うっかり〆に家系など食べてしまったものだから腹ごなしをしなければならない事情もあったけれど、好きな街というのはどれだけ歩いても苦にならない。
関内駅から馬車道、日本大通りを通って山下公園へ。トライアスロン大会のためのステージやら大会ロゴ入りフェンスなどを眺めながら公園を東に突っ切り、そのまま新山下のヒルサイドガーデンの階段を上がって港の見える丘公園へ。階段を上がりきったところの狭い坂道ではカップルがひしと抱き合っていた。邪魔してすまんな。

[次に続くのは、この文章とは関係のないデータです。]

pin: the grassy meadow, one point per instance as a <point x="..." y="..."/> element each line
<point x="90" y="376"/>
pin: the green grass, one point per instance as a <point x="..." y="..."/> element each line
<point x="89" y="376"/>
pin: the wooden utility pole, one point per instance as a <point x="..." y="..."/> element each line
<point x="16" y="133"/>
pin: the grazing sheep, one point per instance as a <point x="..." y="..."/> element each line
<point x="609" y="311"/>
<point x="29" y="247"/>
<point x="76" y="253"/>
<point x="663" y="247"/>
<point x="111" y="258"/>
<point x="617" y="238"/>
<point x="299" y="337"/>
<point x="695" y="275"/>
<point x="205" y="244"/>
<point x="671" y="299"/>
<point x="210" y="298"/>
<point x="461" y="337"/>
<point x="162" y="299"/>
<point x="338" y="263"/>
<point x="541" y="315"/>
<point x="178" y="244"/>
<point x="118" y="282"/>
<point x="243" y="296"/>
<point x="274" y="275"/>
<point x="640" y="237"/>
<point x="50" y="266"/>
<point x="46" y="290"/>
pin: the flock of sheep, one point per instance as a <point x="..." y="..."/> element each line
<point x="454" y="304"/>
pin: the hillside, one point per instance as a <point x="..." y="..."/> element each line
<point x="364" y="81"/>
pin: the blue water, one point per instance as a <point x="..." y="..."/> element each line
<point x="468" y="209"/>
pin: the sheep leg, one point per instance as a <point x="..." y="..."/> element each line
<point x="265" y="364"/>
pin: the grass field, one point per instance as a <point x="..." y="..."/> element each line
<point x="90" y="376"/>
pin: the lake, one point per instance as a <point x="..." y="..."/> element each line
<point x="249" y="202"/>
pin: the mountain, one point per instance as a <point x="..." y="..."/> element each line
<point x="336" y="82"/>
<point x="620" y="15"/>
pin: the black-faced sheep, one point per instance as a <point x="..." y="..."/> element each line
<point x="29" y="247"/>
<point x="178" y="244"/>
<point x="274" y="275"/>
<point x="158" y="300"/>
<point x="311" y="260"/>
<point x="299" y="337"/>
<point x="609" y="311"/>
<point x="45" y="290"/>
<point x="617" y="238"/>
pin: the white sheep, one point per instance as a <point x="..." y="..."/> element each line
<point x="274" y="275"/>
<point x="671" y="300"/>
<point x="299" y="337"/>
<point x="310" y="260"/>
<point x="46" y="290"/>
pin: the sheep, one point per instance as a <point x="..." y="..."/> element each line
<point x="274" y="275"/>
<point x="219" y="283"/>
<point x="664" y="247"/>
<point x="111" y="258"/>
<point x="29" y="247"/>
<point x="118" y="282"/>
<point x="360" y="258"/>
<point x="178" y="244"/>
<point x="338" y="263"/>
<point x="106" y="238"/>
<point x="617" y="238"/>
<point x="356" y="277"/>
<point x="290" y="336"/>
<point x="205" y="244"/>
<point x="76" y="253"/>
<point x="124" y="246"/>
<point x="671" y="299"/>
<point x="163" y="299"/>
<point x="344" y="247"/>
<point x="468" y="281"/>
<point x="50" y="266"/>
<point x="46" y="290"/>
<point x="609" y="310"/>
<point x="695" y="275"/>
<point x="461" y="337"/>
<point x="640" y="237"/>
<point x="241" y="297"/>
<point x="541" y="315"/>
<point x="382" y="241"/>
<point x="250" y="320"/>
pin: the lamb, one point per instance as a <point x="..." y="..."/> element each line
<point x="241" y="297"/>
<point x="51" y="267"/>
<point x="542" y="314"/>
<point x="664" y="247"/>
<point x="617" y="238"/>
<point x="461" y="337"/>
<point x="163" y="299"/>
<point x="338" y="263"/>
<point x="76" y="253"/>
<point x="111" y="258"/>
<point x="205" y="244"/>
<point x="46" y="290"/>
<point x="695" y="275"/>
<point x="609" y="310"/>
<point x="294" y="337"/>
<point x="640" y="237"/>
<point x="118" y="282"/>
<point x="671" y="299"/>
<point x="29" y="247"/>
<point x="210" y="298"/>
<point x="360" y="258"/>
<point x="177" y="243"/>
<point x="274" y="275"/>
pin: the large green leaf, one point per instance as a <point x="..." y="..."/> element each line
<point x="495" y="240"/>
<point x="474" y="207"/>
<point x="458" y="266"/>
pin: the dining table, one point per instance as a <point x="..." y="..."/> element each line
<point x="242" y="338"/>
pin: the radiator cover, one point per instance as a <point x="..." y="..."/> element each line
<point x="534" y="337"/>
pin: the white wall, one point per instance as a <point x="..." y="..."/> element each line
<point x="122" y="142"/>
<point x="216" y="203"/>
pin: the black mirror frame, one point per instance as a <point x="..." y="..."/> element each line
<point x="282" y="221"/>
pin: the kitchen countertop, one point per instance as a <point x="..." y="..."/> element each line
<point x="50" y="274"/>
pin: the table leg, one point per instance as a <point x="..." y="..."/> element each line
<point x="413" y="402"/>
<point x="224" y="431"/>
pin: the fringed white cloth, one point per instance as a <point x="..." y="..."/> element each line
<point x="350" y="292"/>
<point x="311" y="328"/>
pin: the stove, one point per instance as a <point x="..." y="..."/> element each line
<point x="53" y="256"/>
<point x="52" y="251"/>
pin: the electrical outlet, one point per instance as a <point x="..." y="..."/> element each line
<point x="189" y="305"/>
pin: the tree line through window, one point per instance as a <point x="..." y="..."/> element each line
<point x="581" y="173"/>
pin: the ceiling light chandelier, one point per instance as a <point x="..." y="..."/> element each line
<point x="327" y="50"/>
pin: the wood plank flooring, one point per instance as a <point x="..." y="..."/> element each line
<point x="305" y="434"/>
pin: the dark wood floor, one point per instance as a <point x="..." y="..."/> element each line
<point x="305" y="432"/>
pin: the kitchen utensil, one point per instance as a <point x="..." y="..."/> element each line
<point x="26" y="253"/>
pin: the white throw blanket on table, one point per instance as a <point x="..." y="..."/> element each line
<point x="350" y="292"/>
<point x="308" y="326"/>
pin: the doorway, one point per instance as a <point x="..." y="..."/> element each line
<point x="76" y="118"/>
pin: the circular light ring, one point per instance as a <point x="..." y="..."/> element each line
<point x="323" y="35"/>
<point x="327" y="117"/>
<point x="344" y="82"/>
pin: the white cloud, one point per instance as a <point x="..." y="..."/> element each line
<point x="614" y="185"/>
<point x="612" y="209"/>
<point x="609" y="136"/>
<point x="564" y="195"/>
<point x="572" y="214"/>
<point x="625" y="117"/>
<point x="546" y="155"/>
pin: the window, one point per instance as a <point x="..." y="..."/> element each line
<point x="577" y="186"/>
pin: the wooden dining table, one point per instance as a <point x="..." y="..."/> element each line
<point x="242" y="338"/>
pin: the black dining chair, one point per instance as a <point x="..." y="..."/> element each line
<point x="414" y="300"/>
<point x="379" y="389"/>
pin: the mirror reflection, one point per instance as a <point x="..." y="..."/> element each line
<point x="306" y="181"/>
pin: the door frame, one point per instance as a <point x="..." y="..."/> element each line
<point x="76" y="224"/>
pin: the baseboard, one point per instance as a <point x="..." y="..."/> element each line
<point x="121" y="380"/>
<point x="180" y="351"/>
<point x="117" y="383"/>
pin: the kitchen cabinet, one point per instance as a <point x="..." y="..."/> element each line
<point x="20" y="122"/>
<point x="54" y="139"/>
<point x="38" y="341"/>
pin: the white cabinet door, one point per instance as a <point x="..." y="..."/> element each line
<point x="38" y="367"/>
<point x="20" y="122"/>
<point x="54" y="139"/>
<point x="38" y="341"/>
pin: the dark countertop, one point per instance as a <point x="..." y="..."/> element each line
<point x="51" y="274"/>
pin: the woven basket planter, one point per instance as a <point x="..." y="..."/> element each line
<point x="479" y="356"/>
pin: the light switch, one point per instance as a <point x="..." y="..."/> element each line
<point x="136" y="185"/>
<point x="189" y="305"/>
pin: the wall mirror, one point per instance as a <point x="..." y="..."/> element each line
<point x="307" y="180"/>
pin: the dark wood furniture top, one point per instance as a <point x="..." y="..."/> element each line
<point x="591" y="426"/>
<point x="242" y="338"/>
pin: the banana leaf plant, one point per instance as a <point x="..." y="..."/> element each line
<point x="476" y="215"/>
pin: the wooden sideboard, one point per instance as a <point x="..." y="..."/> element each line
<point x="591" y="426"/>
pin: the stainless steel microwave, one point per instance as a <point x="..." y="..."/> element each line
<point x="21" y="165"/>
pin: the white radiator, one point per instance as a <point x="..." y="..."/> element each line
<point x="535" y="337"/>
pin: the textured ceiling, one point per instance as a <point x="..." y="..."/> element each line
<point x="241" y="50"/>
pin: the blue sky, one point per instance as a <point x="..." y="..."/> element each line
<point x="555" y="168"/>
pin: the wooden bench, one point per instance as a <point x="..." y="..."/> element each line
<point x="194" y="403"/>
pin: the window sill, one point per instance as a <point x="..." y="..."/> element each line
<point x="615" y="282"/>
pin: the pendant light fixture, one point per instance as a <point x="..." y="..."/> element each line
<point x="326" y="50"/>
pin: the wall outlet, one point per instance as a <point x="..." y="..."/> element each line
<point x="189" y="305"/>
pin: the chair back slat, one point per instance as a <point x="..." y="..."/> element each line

もったりとした花の香りが漂う公園から港を少し眺めたあと、公園正門横の石段を下って元町商店街へ。ショーウィンドウをチラ見しながら商店街を西方向に踏破して、石川町から中華街を通って再び山下公園に戻った。元町商店街の気の利いた街燈を見たあとだと、山下公園の白色の武骨な照明がなんとも好ましい。氷川丸のライトアップなんてダサかっこよくて最高だと思う。
東京の大学に通っていた時から横浜は好きな街だった。ここに住めるようになったらいいなと思いつつも、希望業種・職種に就くことを優先して大阪へ行くことを決めた。今住んでいる神戸もまずまずだと思うけれど、やはり横浜にはかなわないなと出張のたびに思う。
昔は「東京で就職して横浜に住んでいたかもしれない自分」を想像するたびにどことなく苦しかった。「やり直すのは今からでも遅くないんじゃないか」などという馬鹿な考えを、全面的に馬鹿だと否定しきれない可能性があったからだ。ただ、結婚して10年、上の娘が小学校に通いだして2年目、もう関西・神戸に完全に根を下ろしてしまった今となっては、そんなパラレルワールド的考察を単なる夢想として楽しめるようになっていることに気づいた。
それがほんとうに幸せなことかどうかはわからないけれど。